L'uomo era fuggito addirittura nel 2018 dal suo paese, arrivando in Italia dal confine con la Slovenia dove era stato accolto mediante la firma di alcuni documenti, come avviene sempre. Successivamente, non avendo dato seguito alla richiesta di asilo era stato affidato alle autorità slovene, che poi di conseguenza lo hanno rimbalzato a quelle croate per poi essere rispedito in Bosnia. Il Viminale aveva affermato, infatti, "la legittimità della pratica della riamissione informale dei cittadini stranieri verso lo stato membro dal quale hanno fatto ingresso, quando essi siano individuati nell'immediata prossimità spaziale e temporale dell'attraversamento irregolare della frontiera e quando ciò sia previsto da un accordo tra gli stati interessati". Il Pakistano fa poi rientro in Italia, a Brescia, nel 2021 dove gli viene accordato lo status di rifugiato: "la più elevata forma di protezione internazionale", sottolinea il giudice Colla che però chiede e ottiene il risarcimento per il ritardo nell'accesso della procedura d'asilo. 100 euro al giorno che lo stato italiano oggi deve pagare all'uomo, per un totale di circa 18mila euro più quasi 4 mila euro per le spese di lite.

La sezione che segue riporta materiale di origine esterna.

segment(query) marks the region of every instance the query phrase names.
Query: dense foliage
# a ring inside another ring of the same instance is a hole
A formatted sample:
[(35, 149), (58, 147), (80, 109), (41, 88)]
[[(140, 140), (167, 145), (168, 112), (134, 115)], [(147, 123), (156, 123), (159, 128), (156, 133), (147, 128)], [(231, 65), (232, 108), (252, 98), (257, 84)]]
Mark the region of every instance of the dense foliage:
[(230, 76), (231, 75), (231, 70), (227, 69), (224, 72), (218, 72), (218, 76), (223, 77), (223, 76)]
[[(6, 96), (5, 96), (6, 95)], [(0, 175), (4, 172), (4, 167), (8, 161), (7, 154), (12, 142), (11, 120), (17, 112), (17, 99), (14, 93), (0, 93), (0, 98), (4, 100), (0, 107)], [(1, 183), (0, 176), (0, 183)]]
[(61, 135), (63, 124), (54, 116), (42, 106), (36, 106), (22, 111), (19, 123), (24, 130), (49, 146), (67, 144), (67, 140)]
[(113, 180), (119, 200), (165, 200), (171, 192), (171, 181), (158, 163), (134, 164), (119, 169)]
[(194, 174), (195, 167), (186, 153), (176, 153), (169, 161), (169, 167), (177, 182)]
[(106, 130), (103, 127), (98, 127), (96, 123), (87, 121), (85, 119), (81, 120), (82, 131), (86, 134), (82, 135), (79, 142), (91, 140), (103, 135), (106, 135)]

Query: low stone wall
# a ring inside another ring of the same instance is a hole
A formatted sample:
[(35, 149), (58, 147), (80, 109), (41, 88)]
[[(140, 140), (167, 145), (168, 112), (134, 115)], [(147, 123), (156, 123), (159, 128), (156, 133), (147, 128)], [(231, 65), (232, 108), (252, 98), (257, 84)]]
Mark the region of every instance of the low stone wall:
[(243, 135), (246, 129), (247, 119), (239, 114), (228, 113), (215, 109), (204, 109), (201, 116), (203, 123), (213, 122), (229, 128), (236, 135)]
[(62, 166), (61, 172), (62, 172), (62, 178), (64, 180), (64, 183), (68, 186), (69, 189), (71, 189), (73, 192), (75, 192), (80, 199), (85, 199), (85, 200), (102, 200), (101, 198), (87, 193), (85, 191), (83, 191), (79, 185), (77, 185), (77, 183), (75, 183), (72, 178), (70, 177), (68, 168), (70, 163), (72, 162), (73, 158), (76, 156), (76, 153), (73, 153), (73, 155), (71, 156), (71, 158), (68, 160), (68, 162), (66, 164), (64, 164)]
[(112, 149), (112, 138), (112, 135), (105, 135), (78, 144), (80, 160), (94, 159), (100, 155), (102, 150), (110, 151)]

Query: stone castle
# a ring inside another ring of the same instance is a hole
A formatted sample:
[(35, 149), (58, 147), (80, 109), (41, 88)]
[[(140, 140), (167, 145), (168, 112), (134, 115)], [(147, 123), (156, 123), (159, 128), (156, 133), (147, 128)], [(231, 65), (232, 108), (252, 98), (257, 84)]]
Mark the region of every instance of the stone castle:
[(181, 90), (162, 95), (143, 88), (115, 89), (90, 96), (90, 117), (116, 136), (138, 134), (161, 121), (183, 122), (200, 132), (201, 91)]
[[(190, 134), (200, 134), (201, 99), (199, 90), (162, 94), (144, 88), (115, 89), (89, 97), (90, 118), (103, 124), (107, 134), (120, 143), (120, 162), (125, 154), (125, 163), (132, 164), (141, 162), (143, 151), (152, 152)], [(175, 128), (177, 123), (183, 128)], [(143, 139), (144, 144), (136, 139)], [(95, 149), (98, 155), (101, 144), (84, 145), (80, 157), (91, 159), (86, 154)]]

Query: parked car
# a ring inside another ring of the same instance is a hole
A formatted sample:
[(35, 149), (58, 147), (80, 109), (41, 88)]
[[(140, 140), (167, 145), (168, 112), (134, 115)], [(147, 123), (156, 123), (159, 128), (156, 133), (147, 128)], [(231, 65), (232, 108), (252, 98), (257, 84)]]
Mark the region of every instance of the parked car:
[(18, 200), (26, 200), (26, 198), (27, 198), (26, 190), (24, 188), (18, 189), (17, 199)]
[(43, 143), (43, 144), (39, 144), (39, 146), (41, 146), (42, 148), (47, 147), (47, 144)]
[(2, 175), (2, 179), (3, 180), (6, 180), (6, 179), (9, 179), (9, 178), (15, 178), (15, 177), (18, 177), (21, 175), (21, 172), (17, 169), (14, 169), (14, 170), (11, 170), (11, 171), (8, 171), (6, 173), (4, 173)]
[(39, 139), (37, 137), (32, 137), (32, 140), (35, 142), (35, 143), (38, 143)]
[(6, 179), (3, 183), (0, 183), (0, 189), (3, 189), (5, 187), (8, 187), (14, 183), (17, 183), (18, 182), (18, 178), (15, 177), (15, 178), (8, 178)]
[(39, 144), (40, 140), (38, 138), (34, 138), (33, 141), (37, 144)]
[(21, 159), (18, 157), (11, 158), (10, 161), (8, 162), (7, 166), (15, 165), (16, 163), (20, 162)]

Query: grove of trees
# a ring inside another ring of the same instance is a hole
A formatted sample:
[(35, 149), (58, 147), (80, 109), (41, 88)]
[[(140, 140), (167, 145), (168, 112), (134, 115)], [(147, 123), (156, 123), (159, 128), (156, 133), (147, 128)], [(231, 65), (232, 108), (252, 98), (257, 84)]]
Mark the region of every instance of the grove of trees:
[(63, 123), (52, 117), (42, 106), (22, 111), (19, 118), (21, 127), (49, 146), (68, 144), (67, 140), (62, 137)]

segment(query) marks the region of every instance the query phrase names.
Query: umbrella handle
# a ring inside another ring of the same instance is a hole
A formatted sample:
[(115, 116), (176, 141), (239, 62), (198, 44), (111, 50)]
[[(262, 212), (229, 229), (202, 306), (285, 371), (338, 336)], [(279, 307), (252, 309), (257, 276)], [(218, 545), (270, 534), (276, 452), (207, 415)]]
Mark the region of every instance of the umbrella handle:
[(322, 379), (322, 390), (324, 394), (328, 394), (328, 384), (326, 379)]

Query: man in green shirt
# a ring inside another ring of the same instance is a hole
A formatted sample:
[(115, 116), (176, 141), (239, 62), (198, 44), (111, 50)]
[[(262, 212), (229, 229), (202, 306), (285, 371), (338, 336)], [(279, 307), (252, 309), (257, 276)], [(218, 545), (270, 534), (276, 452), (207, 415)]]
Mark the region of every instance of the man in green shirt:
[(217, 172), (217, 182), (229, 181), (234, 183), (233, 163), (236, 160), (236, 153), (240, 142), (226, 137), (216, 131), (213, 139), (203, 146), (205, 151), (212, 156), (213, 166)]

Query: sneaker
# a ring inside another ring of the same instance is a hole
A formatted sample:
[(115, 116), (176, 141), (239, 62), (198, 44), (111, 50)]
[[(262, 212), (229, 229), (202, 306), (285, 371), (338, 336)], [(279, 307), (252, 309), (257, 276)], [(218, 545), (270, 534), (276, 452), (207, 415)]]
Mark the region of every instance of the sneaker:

Le cure mediche ai migranti

Stessa cosa in un'altra sentenza a favore di un nigeriano al quale è stato autorizzato il rimborso per le spese per prestazioni sanitarie programmate in un ospedale di Torino, dopo che il giudice Colla ha ordinato il rilascio di un visto di ingresso per cure mediche. Si scopre, però, leggendo l’ordinanza (anche questa in possesso de IlGiornale.it) che il minore "aveva lasciato la Nigeria ad insaputa dei familiari all’età di 14 anni", questo per raggiungere la madre in Italia, che non aveva chiesto ricongiungimento familiare, e che era stato identificato in Libia senza documenti e affidato a una famiglia di Tripoli. Il minore non aveva ottenuto né documenti né visto d’ingresso per l’Italia in quanto non c’erano le condizioni.

Tutto ciò però, scrive il giudice, non può essere "ostacolo all’accoglimento della domanda" e, ancora, ritiene che l’Italia debba "rilasciare un visto nonostante l’opposizione al rilascio di un visto uniforme".